I was diagnosed with PSC in 2017. Had my first ERCP in Dec 2017. Had a great 2018 then started having PSC symptoms again around Christmas 2018. Long story short, had MRCP then ERCP in Jan 2019 and they found cholangiocarcinoma. Johns Hopkins is offering two options: Resection with radiation and chemo afterwards or radiation and chemo now and try to get a liver transplant. Of course if I could find a living donor, the transplant option seems like a better path.
Getting second opinion from Penn and Thomas Jefferson since they are a little closer to home and seem to have good program. Right now I am feeling good and living day to day but need to make a decision soon regarding what to do. Any thoughts/recommendations would be appreciated.
If you are eligible for a transplant go for it. it depends on the type of cholangiocarcinoma and how big it is- my wife has it and was only eligible for resection after chemo, not a transplant. Check out cholangiocarcinoma.org, and the cholangiocarcinoma warriors facebook page. The resection has about a 70% recurrence rate, although again different factors influence this. My wife’s recurred after 18 months post op.
Thank you vtkb. Wishing your wife the best.
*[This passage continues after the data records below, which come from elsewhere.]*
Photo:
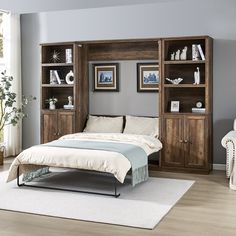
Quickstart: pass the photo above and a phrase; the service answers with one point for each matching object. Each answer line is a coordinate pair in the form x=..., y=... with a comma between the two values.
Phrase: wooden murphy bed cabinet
x=185, y=145
x=187, y=134
x=58, y=122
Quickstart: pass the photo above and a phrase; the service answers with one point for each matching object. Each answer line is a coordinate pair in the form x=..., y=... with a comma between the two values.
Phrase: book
x=68, y=106
x=57, y=76
x=53, y=79
x=198, y=110
x=201, y=52
x=195, y=52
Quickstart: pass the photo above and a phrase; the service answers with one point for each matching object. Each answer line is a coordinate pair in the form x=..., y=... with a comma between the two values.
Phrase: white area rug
x=142, y=206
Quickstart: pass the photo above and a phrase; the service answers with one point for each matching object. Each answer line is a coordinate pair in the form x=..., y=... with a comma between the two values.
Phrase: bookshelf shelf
x=184, y=62
x=186, y=135
x=58, y=122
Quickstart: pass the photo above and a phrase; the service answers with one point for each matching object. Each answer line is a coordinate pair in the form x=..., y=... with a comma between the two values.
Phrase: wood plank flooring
x=208, y=208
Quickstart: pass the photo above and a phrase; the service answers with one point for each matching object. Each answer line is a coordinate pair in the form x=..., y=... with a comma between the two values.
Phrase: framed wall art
x=106, y=77
x=147, y=77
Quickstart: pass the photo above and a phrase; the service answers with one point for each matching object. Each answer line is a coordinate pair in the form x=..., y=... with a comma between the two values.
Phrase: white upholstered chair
x=229, y=143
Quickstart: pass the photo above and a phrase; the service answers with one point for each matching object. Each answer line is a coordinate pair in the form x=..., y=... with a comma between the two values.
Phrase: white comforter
x=104, y=161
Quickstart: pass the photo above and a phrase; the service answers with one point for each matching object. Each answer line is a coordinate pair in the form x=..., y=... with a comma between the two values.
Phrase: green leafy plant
x=10, y=114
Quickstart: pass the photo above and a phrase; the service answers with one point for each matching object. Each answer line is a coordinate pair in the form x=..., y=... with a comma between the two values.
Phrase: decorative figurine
x=195, y=53
x=70, y=101
x=175, y=81
x=68, y=55
x=183, y=55
x=177, y=54
x=172, y=56
x=55, y=56
x=197, y=76
x=70, y=77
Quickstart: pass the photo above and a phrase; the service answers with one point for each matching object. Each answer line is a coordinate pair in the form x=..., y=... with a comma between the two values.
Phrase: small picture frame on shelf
x=106, y=77
x=174, y=106
x=147, y=77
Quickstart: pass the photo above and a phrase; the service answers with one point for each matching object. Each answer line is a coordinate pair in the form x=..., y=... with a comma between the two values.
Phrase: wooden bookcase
x=186, y=135
x=58, y=122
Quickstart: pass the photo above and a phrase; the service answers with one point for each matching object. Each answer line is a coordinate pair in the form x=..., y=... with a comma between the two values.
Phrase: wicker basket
x=1, y=157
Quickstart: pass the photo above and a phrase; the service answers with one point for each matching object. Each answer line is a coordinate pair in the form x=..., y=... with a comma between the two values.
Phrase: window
x=2, y=64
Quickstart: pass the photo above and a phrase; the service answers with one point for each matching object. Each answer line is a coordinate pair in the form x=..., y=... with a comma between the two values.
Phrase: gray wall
x=206, y=17
x=127, y=101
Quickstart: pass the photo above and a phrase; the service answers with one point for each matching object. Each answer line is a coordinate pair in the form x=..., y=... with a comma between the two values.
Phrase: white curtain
x=12, y=57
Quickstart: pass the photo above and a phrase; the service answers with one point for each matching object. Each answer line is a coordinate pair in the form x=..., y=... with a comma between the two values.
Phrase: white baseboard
x=219, y=166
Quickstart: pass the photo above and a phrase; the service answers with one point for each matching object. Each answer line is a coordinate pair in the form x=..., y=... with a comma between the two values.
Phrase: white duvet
x=99, y=160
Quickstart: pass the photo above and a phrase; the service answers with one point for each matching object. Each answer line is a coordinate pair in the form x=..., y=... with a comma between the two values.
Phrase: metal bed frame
x=23, y=184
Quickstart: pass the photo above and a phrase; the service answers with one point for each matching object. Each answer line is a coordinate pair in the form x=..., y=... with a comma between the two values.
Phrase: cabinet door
x=49, y=126
x=66, y=120
x=173, y=141
x=195, y=147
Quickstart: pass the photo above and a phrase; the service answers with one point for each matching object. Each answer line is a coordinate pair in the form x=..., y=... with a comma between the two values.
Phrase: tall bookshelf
x=61, y=121
x=186, y=133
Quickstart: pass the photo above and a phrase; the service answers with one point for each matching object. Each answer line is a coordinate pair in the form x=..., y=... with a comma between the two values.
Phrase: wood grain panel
x=195, y=148
x=124, y=51
x=49, y=126
x=66, y=123
x=173, y=141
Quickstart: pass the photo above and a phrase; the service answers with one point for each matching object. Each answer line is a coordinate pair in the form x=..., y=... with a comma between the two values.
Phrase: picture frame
x=174, y=107
x=106, y=77
x=148, y=77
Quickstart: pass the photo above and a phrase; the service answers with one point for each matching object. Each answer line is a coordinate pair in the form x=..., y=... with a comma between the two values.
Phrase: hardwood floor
x=208, y=208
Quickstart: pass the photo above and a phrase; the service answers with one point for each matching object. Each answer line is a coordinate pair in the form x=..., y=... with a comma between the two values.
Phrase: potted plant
x=10, y=114
x=52, y=103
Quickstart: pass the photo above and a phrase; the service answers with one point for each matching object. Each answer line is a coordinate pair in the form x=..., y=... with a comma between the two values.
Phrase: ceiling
x=33, y=6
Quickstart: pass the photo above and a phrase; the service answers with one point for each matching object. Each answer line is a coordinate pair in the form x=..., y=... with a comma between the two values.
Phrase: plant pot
x=52, y=106
x=1, y=157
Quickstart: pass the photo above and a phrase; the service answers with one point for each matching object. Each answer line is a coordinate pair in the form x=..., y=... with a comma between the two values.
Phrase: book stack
x=55, y=78
x=197, y=52
x=68, y=107
x=198, y=110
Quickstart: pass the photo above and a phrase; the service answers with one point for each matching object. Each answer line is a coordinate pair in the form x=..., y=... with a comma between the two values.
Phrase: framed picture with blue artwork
x=106, y=77
x=148, y=77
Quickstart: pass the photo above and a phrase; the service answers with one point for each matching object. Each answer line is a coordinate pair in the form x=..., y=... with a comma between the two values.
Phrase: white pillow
x=142, y=125
x=103, y=124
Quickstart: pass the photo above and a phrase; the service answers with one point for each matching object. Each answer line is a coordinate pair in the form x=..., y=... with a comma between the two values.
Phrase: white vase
x=52, y=106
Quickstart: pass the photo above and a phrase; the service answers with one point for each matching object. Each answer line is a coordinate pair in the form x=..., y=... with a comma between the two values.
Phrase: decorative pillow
x=142, y=125
x=104, y=124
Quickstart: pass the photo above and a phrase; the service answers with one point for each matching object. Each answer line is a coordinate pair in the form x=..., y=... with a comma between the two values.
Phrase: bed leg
x=18, y=177
x=115, y=184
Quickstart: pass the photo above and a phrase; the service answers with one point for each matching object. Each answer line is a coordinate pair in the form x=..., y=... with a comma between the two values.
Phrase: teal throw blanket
x=136, y=155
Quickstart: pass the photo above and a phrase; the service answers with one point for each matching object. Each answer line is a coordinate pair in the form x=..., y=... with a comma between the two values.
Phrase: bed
x=114, y=153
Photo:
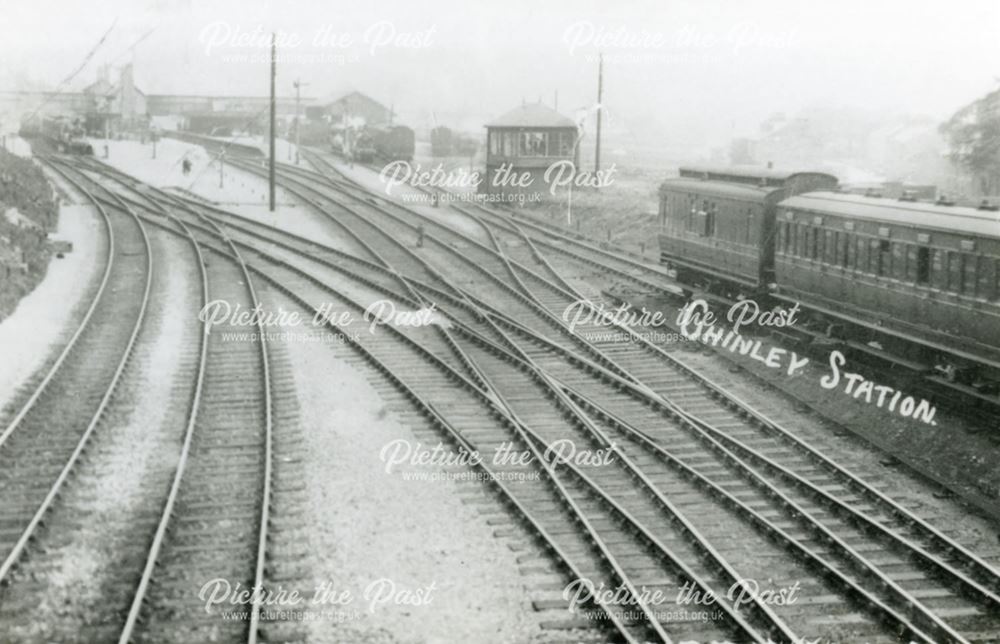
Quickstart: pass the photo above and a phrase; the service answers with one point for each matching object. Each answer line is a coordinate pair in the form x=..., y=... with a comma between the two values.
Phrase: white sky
x=712, y=68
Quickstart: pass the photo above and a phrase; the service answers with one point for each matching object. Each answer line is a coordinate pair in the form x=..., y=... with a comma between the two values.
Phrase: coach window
x=923, y=265
x=884, y=258
x=956, y=266
x=971, y=271
x=984, y=286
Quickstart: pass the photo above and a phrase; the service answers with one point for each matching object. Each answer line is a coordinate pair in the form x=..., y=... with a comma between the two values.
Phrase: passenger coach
x=718, y=223
x=924, y=272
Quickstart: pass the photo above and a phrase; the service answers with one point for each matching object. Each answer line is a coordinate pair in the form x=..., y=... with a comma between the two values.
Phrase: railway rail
x=214, y=516
x=912, y=615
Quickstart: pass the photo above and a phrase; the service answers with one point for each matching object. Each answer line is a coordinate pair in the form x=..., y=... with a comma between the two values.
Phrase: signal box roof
x=533, y=115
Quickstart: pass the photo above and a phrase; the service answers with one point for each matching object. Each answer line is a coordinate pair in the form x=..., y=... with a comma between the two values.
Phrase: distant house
x=113, y=107
x=525, y=142
x=356, y=105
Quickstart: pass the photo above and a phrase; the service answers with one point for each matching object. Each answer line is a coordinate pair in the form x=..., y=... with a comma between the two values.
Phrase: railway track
x=926, y=619
x=523, y=483
x=910, y=526
x=212, y=517
x=46, y=438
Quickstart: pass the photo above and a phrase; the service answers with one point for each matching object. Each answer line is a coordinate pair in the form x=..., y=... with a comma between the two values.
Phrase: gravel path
x=132, y=453
x=41, y=318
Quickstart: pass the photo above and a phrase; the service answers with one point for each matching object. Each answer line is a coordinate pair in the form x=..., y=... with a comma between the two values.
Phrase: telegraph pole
x=274, y=72
x=600, y=108
x=298, y=119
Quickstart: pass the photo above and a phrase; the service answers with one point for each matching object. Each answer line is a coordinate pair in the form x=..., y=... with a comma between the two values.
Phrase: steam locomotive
x=64, y=134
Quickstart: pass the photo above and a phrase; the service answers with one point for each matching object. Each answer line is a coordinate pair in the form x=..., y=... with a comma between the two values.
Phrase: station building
x=522, y=145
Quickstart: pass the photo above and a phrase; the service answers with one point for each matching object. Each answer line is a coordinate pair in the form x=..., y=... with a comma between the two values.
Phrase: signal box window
x=532, y=144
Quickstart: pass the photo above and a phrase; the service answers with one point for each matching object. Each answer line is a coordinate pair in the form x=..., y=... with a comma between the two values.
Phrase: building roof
x=719, y=188
x=919, y=214
x=533, y=115
x=747, y=171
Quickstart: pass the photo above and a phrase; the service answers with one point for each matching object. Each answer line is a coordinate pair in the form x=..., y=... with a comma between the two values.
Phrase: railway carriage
x=923, y=275
x=718, y=223
x=717, y=235
x=393, y=143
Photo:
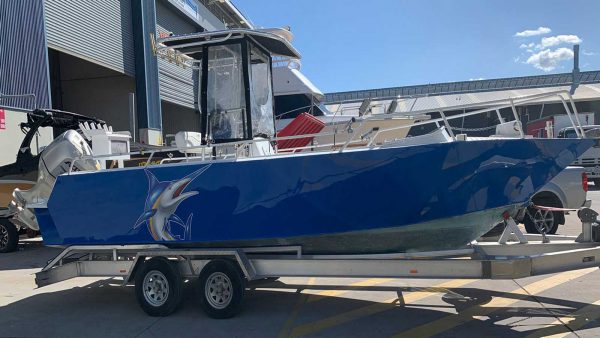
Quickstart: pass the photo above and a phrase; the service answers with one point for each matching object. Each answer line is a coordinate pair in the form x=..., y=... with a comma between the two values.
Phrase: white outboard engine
x=54, y=160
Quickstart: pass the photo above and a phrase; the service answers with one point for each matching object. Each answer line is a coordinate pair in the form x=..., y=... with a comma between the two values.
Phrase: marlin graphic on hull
x=161, y=205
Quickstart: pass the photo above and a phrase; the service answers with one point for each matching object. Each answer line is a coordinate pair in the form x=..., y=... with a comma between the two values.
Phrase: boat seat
x=508, y=129
x=303, y=124
x=187, y=140
x=437, y=136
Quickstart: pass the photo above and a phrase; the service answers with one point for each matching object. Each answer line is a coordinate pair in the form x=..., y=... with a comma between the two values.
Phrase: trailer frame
x=509, y=256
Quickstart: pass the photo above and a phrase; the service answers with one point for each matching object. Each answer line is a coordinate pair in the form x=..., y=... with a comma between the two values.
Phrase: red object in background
x=2, y=119
x=302, y=125
x=538, y=128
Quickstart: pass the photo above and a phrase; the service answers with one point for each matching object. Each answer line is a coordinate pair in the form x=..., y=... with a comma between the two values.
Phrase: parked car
x=568, y=190
x=590, y=160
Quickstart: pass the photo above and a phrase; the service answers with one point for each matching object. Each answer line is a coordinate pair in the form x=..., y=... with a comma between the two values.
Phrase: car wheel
x=536, y=219
x=9, y=236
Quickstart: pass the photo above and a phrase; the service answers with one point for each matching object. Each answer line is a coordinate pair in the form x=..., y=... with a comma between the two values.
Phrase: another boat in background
x=234, y=188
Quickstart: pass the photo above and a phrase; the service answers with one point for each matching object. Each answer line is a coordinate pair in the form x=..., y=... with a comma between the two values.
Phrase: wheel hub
x=218, y=290
x=543, y=220
x=156, y=288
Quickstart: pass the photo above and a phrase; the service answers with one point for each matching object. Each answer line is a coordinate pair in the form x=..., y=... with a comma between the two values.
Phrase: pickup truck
x=568, y=190
x=590, y=160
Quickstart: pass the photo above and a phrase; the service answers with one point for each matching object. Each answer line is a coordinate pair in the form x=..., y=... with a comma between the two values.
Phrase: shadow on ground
x=106, y=309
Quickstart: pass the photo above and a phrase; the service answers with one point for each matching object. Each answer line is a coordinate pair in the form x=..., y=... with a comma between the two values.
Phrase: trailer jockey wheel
x=540, y=221
x=222, y=286
x=158, y=287
x=9, y=236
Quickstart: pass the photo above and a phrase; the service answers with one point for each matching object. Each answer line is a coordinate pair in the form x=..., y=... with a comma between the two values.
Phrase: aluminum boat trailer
x=158, y=272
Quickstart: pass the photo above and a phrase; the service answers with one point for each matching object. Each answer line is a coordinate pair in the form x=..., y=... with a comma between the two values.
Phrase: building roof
x=448, y=102
x=463, y=87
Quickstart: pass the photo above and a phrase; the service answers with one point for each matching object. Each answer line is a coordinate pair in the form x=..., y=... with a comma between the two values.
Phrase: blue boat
x=399, y=197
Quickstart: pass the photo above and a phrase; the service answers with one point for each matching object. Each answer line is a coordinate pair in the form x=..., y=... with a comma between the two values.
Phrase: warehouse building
x=450, y=96
x=96, y=58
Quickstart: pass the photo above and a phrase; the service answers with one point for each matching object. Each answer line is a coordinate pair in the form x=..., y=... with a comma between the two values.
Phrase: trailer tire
x=9, y=236
x=548, y=220
x=158, y=287
x=222, y=286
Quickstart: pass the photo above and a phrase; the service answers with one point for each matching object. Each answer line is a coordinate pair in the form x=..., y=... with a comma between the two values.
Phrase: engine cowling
x=55, y=160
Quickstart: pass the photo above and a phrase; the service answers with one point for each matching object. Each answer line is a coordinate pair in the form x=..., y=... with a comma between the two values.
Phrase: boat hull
x=358, y=201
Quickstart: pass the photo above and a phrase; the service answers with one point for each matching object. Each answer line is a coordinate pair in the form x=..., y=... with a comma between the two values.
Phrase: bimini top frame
x=267, y=39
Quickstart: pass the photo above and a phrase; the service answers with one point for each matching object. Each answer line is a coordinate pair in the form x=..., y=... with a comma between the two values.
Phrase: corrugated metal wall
x=176, y=82
x=23, y=54
x=99, y=31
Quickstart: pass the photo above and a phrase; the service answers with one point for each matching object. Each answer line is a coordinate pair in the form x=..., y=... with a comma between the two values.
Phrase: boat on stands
x=235, y=188
x=295, y=95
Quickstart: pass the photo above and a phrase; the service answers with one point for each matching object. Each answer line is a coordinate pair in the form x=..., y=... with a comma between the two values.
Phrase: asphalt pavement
x=563, y=304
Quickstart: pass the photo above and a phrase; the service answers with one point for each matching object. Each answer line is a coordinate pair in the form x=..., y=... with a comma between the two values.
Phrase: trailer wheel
x=547, y=220
x=222, y=286
x=158, y=287
x=9, y=236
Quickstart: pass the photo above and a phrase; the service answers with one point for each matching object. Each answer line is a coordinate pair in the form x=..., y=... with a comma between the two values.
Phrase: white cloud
x=558, y=40
x=533, y=32
x=529, y=45
x=547, y=60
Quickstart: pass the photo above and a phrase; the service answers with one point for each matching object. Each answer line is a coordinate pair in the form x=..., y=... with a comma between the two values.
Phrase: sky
x=354, y=45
Mayo Clinic in Minnesota, we live in Florida and we were advised to go to Mayo Minnesota, long long story short my husband was also diagnosed with cholangiocarcinoma and PSC he was sent to Mayo for a liver transplant long story short a marvelous Doctor after viewing an old ct scan saw a tumor on his liver that could be resected
a wonderful surgeon did the resection got all the cancer, more to story but we came back to florida we have an oncologist here who keeps an eye on my husband, he has never felt better!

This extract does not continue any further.